AGM recap
This was our third year of consensus investing and the results have been mixed. At our annual review on Dec 6th, we discussed possible future investments. Here is a summary:
- refocus on short to medium term investments- 3 to 6 month time frame should keep ideas fresh as well as frequent reevaluation
- focus on capital gains and less on dividend type plays that take may take longer to play out
- Cdn investments seem preferable at this time due to it's stronger banking and debt situation as compared to other regions of the world
- continue holding RY for exposure to the Cdn financials, although we may have been early on this one
- we already have broad commodities exposure via COWS - an agricultural ETF - and a debate about further commoditiy exposure to either oil or gold was considered
- we lamented the fact that Canada's economy was mostly commodities and RIM, and Lululemon - there is virtually no retail investments (with a brief mention of Loblaws and Shoppers)
- considered an investment in the only growth story in Canada - LULU but a cautious approach was taken as it has already moved up considerably
- a gold position was considered to capture the upward momentum with the European debt crisis playing out
- gold is a neutral currency, a safe haven investment, as well as an inflation hedge
- an exit strategy for the proposed gold/precious metals investment would include looking at the correlation between the general market and gold (i.e. if the market was moving ahead but gold plateaued, we would consider that a sell signal)
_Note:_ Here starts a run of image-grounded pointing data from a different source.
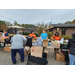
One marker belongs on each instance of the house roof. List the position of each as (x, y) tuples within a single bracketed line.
[(63, 25)]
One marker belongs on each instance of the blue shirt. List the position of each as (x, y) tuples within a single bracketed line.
[(44, 35)]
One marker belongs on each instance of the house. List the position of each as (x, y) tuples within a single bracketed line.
[(63, 29)]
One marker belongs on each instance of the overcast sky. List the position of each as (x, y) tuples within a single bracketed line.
[(33, 16)]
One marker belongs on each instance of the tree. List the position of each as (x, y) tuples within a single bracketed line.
[(68, 22), (73, 22), (15, 23), (40, 27)]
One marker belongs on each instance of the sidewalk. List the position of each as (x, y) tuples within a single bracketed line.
[(5, 59)]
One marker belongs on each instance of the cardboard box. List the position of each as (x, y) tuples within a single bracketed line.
[(60, 57), (8, 49), (37, 51), (8, 45), (57, 44), (0, 34), (34, 40), (26, 50), (2, 40), (45, 43), (45, 51)]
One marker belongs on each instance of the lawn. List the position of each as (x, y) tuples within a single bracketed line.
[(15, 34)]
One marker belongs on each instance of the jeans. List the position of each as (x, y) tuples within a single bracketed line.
[(71, 59), (13, 54)]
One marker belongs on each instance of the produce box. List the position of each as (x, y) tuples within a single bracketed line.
[(60, 57), (45, 51), (8, 49), (45, 43), (37, 51), (55, 43), (26, 50)]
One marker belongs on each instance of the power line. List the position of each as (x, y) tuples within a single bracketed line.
[(9, 18)]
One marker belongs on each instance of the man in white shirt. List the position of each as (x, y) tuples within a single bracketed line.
[(17, 46)]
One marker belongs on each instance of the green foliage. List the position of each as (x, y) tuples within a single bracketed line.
[(40, 28), (37, 35), (27, 33), (2, 22), (50, 35), (66, 37)]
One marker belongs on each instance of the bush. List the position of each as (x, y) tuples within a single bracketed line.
[(50, 35)]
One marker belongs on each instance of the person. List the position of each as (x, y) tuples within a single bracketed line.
[(44, 35), (56, 37), (5, 34), (32, 35), (71, 46), (17, 42)]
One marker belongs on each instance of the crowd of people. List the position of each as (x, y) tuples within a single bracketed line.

- bonds, uranium, timber, pharma, and tech were given passing consideration

2 Comments:
woops, just checked the LULU release and the stock is up 14% on the earnings release! Guess we missed this one.
Just saw a snippet of wisdom in the G&M, posted here:
What’s bad for Greece is good for Germany: In early 2008, just before the financial crisis hit markets with a thermonuclear intensity, the euro peaked out at $1.60 (U.S.). It’s now about $1.33, thanks in good part to the Greek- and Irish-inspired debt disasters, and could easily go lower. Germany may not like sponsoring the two countries’ bailout packages, but it’s loving the sinking euro. Driven by surging exports, Germany has recovered with remarkable speed; its GDP growth, at 3.7 per cent this year, is the euro zone’s highest and better than that of the U.S. or Japan. The value of German exports is back to precrisis levels. So when Germans moan about Greece, they are only half serious.